A flicker of white jigged in the corner of her eye.
She turned, wincing at the tight pain in her punished neck and shoulders. A small white terrier trotted cheerily along the path at the side of the house. It sparked a memory, something she and Suzette had discussed just a few days ago. Hadn’t Quill owned a little white dog?
‘Shoo! Go home, you naughty. .’
The words died in her mouth.
The dog stopped at her call. It turned and regarded her with black pebble eyes.

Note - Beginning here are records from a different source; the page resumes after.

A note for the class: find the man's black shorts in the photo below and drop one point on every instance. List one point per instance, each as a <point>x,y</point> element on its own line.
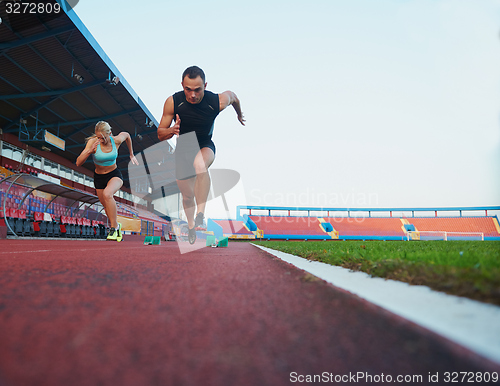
<point>101,180</point>
<point>184,159</point>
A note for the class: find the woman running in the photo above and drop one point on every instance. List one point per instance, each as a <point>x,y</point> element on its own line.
<point>107,177</point>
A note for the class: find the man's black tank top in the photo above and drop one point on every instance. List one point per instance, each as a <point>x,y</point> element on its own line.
<point>199,117</point>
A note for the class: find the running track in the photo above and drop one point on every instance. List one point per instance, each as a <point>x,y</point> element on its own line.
<point>107,313</point>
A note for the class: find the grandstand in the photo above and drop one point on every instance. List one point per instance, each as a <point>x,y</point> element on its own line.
<point>373,224</point>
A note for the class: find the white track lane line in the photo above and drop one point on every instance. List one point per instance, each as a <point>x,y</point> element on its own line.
<point>472,324</point>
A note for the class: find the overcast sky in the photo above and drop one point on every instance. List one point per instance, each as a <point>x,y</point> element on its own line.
<point>348,103</point>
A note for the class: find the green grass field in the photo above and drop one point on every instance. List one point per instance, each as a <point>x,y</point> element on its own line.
<point>463,268</point>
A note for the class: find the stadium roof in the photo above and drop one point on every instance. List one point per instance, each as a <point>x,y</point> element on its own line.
<point>54,76</point>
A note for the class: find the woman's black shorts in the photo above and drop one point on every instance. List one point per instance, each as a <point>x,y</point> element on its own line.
<point>101,180</point>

Katharine had grown up on a property and animals had been an everyday part of her childhood, but only once before had she seen a creature regard her with this cold contempt. It had been spring, and a nesting magpie had begun swooping on anyone who neared her tree beside the utility shed. It was the weekend, and Katharine had been helping her father make a new chook house. He was working on the coop roof, and asked young Katharine to go to the tool shed and fetch tinsnips. She had stridden to the shed, and in her last few steps heard the dry swoop of wings on air. She put up her hands just as a flash of black and white feathers rocketed past her, blowing her fine hair around her ears. Fired by her suddenly tripping heart, she sprinted through the open door into the black, cave-like shed. Deep in the cool dark, she turned. Through the doorway she watched the bird land in the square of squintingly bright sunlight. The magpie hopped to the edge of the doorframe, and stopped, peering into the darkness of the shed. Its eyes were black as stones, shiny and cold. They found her. The bird watched her, calculating whether or not to attack. And young Katharine knew that if it did, it would attack without reservation, biting and spearing with every cell in its body focused on the task of hurting her. The bird held her captive in the shed until her father found her an hour later, tears rolling down her cheeks.
The little white dog watched Katharine now with the same look of icy appraisal, its round coal eyes scrutinising her, deciding whether or not to attack.
Katharine realised her skin felt frozen hard. She was terrified. Terrified by a small dog that stared at her in a way no dog had. Then a realisation struck her: its ribcage hadn’t moved. It wasn’t breathing.